Step 4: Associate the EIP with the secondary ENI

  1. Log on to the Elastic IP Address console.
  2. In the top navigation bar, select the region where the EIP is deployed.
  3. On the Elastic IP Addresses page, find the EIP that you want to associate and click Bind Resource in the Actions column.
  4. In the Associate EIP with Resource dialog box, set the required parameters and click OK.

    Pay close attention to the parameters that are described in the following table. For more information, see Associate an EIP with a secondary ENI in NAT mode.

    Parameter Description
    Instance Type Select Secondary ENI.
    Mode In this example, NAT Mode is selected.
    Select an instance to associate.
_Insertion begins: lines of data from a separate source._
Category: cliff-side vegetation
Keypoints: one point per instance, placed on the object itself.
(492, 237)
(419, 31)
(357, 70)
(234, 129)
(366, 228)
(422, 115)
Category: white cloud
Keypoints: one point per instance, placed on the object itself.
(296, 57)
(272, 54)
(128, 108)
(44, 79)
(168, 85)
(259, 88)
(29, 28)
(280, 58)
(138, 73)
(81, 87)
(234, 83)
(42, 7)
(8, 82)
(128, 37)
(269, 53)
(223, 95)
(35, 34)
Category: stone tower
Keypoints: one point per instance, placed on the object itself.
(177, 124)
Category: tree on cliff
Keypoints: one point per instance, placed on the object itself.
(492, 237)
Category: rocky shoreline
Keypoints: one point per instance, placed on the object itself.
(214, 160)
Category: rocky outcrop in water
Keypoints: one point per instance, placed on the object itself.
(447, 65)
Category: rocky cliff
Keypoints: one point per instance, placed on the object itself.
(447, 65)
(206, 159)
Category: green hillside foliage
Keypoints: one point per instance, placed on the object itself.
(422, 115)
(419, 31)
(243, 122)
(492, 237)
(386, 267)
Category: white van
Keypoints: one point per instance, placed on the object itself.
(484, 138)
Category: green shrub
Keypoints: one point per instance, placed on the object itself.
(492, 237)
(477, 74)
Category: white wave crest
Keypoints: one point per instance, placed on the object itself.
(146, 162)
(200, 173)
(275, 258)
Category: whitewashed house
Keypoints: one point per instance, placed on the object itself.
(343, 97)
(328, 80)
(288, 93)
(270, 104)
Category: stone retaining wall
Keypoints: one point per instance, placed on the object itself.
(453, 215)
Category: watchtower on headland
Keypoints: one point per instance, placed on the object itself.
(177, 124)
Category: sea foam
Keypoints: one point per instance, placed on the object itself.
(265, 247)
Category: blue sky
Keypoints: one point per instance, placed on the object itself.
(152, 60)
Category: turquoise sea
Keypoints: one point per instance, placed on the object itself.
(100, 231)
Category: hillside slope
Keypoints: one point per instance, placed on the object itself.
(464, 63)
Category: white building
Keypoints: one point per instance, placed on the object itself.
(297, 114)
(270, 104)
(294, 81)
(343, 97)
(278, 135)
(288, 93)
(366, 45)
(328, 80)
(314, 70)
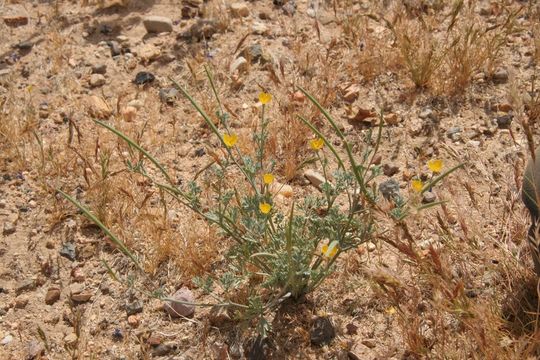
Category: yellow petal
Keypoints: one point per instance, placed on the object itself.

In this example, the secondary ENI that you created in Step 3: Create a secondary ENI is selected.

Step 5: Associate the secondary ENI with the ECS instance

  1. Log on to the ECS console.
  2. In the left-side navigation pane, choose Instances & Images > Instances.
  3. In the top navigation bar, select the region where the ECS instance is deployed.
  4. On the Instances page, find the ECS instance and choose More > Network and Security Group > Bind Secondary ENI in the Actions column.
  5. In the Bind Secondary ENI dialog box, select the secondary ENI that you created in Step 3: Create a secondary ENI and click OK.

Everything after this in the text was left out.